Para Soares, a medida podeblaze cassino appfato trazer uma melhora ao longo dos próximos meses - ao menos perante a opinião públicablaze cassino appuma maneira geral. Já nas favelas, o momento éblaze cassino apptensão e medo diante da possibilidadeblaze cassino appoperações, especialmente após as declarações do ministro da Defesa Raul Jungmannblaze cassino appque poderiam ser pedidos mandadosblaze cassino appbusca e apreensão coletivos.

"Pode ser que a saturação na presençablaze cassino appsoldados e esse maior poderblaze cassino appfogo provoque um deslocamentoblaze cassino apptraficantes, como vimos no início das UPPs (Unidadesblaze cassino appPolícia Pacificadora).

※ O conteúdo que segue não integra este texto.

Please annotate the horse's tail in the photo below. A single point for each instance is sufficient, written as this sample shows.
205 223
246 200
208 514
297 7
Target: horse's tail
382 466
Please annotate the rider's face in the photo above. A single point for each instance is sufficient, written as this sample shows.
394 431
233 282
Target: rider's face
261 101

Por que isso não seria bom? Basta olhar para o passado. Já fizemos isso antes, e quando recuamos, o problema volta, intensificado. Intervenção não é política pública", diz Soares.

Gentileza

Garoto joga bola, que vaiblaze cassino appdireção a militar

Crédito, Reuters

Legenda da foto, De quatro ex-secretários consultados pela BBC Brasil, dois são terminantemente contra a intervenção, enquanto outros dois a veem como 'necessária' no momento atual

Roberto Aguiar considera ter tido sorte à frente da Secretariablaze cassino appSegurança Pública, tendo permanecido no cargo por apenas nove meses e encontrado apoioblaze cassino appcentrosblaze cassino apppesquisa, cientistas, universidades, com os quais diz ter conseguido implementar cursos para aprimorar o treinamentoblaze cassino app24 mil policiais militares.

"Tínhamos esperançasblaze cassino appfazer um treinamento brutalblaze cassino apptodas as forças policiais, no sentidoblaze cassino apphumanizá-las. Humanizar não significa tornar bobocas, mas sim tornar mais técnicas, introduzindo novas formasblaze cassino appagir e tentando estabelecer algo que parece banal, mas não é: o mínimoblaze cassino appgentileza", diz.

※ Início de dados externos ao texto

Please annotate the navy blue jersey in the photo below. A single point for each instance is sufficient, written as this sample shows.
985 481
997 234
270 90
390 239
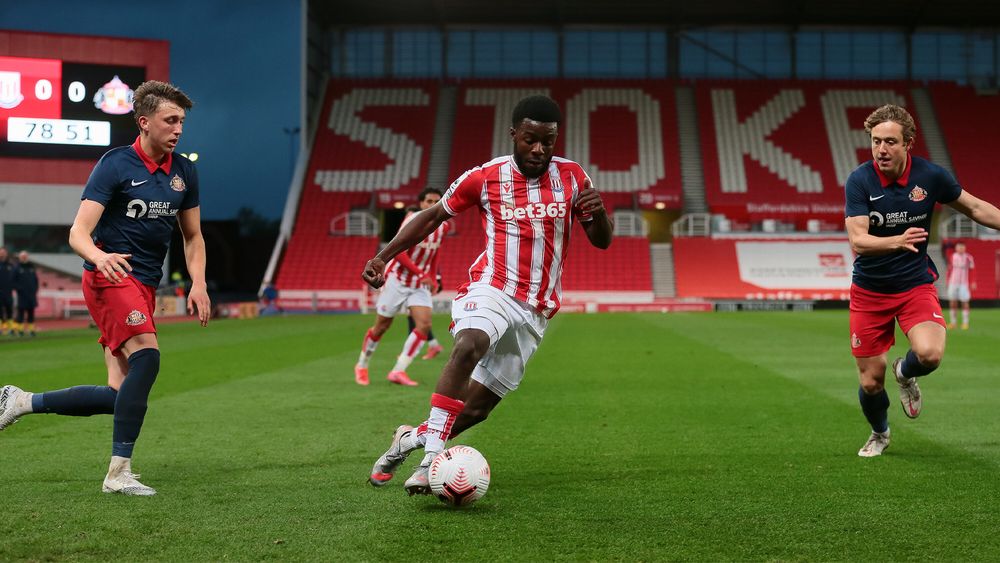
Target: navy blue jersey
891 208
141 200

Para Aguiar, "atos espetaculosos" com expectativablaze cassino appresultados imediatos não vão conter a violência.

"O pobre do interventor federal vai ter um problema. Vão querer que ele resolva as coisas imediatamente e ele não vai conseguir. É um processo."

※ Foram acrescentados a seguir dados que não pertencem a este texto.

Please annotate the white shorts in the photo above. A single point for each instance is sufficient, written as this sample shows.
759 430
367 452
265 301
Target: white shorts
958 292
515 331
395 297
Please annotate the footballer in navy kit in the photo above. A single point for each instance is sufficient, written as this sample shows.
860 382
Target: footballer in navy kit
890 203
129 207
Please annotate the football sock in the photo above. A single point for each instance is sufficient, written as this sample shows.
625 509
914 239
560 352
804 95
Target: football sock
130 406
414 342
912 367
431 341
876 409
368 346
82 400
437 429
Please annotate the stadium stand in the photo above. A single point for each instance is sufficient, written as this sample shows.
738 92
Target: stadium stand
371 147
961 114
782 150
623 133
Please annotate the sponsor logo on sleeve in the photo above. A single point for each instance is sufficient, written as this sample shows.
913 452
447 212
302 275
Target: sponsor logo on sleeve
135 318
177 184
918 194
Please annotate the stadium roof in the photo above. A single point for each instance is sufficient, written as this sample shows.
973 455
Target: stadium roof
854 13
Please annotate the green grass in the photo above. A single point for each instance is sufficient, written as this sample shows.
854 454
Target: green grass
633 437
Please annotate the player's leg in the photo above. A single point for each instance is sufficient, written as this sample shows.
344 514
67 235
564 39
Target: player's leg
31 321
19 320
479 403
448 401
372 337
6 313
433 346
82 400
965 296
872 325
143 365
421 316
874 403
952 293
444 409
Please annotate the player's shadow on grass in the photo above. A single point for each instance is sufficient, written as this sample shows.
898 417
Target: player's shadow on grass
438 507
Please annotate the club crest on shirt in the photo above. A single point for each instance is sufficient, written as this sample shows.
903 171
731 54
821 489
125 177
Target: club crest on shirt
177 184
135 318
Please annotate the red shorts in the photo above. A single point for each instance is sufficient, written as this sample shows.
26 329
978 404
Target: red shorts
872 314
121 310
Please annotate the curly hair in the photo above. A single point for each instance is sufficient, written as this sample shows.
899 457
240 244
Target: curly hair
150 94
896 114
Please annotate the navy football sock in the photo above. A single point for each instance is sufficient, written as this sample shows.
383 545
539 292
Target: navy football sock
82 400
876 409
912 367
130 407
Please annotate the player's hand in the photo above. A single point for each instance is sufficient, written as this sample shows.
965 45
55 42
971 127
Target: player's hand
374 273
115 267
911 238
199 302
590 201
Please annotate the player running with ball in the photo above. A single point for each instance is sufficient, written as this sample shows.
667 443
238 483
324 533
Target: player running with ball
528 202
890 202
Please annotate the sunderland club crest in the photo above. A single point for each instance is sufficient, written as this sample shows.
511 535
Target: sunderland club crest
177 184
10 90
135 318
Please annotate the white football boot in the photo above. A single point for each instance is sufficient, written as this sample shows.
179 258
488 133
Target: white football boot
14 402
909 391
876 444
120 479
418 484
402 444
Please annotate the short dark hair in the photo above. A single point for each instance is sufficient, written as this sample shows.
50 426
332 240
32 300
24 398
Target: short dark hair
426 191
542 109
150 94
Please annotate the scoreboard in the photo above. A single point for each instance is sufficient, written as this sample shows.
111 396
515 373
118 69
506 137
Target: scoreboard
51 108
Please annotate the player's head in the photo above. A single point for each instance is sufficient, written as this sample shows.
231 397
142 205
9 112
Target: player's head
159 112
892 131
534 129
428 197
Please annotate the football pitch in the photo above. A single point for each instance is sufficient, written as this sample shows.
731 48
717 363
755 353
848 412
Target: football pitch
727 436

Para Aguiar, manter ativas as pontes com instituições da sociedade civil especializadasblaze cassino appsegurança é fundamental para buscar soluções e desenvolver ações no setor. Ele lamenta que a intervenção federal tenha vindo sem realizar essa articulação.

"Nós perdemos a capacidadeblaze cassino appreunir as pessoas. Reunirblaze cassino appprol da cidadania. Precisamos dar condições para que as pessoas nos ajudem e nós ajudemos as pessoas. E não que nós sejamos uma mãoblaze cassino appferro tentando corrigir a sociedade."